One thing you may be missing is a touchscreen. Due to its small size, my hand was drawn to the screen more often than not, which was a strange feeling. Because it is as thin and light as a 13-inch tablet, you forget that this is a standard laptop. Obviously, expectations will vary when it comes to what you want a laptop of this size to be, but it’s something to keep in mind when comparing against comparable touchscreen models.

Illustration for article titled Lenovo ThinkPad X1 Nano Takes the Lightest Laptop Crown

Photo John Biggs / Gizmodo

When it comes to performance, the latest Lenovo is respectable. The WebXPRT 2015 score, a test of simple office computing, was 388 – higher than WebXPRT’s standard Core i7 score of 277. This improvement has a lot to do with the chipset and 16 GB of internal memory. GeekBench spat out an acceptable 13,607.

But battery life came in at a surprising 16 hours and 13 minutes in our video playback test at half brightness with the keyboard backlight off, and even considering the reduced resource usage, that’s an impressive number.

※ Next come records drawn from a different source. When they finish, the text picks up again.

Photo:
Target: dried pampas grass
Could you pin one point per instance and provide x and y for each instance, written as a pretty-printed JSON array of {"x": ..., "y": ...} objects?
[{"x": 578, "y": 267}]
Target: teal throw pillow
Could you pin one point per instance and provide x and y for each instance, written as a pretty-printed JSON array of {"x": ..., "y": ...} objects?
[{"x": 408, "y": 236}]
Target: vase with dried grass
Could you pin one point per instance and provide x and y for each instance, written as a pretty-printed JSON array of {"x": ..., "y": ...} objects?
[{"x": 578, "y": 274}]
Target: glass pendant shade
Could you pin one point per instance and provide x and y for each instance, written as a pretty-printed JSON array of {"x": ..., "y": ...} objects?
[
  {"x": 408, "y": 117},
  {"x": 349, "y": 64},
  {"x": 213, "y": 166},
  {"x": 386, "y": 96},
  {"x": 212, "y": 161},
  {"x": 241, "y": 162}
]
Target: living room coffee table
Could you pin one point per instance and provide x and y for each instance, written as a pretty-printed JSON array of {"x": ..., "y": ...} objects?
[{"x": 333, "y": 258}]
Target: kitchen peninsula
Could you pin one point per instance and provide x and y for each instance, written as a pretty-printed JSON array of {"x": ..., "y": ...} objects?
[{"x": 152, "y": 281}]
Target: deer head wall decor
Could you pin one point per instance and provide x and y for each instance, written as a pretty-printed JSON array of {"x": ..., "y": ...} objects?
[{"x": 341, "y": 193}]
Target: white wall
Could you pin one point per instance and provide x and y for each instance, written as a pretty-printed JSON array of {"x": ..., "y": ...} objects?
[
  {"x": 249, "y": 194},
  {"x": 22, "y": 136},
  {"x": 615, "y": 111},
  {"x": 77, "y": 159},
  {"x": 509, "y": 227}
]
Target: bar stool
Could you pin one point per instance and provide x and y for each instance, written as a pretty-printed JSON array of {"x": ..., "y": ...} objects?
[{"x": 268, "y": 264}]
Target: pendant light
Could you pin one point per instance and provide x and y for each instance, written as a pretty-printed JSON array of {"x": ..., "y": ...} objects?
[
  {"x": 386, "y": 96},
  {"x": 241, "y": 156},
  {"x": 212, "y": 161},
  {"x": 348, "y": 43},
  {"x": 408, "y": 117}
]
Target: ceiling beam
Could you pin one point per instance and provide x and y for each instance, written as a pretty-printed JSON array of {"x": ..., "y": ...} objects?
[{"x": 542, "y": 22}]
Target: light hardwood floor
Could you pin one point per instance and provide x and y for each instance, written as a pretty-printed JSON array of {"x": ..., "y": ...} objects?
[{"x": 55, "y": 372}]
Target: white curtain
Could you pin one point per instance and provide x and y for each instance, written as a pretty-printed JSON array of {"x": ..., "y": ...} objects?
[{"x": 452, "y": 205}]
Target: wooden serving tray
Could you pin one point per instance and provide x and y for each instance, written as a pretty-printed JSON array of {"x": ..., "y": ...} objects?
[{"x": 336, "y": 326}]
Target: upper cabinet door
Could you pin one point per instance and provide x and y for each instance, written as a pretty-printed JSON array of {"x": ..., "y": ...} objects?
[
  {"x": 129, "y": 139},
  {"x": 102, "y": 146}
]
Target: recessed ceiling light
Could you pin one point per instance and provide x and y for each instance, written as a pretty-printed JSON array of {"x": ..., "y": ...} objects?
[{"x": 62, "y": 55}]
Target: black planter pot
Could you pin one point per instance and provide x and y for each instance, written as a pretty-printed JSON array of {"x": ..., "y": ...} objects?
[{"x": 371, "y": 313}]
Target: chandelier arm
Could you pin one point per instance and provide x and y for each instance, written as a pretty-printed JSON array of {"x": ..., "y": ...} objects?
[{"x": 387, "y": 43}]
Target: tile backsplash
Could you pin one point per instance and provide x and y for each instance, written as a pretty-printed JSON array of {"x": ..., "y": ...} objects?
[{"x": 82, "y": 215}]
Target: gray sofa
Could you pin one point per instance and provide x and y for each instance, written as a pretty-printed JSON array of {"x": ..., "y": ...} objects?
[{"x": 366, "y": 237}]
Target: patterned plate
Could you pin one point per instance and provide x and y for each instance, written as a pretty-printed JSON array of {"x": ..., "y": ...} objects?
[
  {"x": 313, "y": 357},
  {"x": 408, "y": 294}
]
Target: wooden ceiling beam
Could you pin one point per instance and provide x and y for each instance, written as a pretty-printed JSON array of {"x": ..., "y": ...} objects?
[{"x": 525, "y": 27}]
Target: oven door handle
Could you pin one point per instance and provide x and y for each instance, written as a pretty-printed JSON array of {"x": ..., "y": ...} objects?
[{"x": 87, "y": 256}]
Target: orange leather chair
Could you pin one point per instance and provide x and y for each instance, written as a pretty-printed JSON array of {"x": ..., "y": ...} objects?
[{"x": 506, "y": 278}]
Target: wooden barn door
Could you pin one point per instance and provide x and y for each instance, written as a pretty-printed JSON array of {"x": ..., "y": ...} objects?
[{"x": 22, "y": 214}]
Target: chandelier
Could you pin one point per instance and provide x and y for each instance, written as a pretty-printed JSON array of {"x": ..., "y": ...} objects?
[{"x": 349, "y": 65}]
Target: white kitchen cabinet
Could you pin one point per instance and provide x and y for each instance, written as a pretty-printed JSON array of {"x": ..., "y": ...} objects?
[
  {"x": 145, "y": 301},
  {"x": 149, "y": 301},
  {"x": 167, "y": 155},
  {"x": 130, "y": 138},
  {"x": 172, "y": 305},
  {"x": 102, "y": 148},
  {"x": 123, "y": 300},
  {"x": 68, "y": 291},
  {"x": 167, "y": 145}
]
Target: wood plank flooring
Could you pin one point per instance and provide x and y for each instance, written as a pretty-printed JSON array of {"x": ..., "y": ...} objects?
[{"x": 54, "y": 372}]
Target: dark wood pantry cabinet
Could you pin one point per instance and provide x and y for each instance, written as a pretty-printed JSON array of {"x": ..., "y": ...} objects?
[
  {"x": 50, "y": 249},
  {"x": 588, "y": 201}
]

Only the M1 MacBook Air performed better in recent memory.

Overall, this is still a thin and light laptop. Media professionals will want to look elsewhere if they plan to play video or audio, but for everyone else – programmers included – this lightweight device will suit their needs.

I like the X1 Nano. It’s a great machine reminiscent of another thing and a slight favorite, the early Dell XPS 13. If I were traveling, it would certainly be a throw between this and a MacBook Air in terms of portability and usability. The Nano is one of those laptops that can actually get lost in a stack of paper on your desk really easily, but it would certainly work great when moving around your WFH space or – dare we dream? – what needs to be worked on. a long flight with red eyes. As a laptop for browsing, internet work and office apps, it is a clear winner. It just goes to show that Lenovo is still able to hit that sweet spot of design, usability and power.

README

  • More than 16 hours of battery life
  • Amazing size and power for the price
  • No touchscreen but do you need one?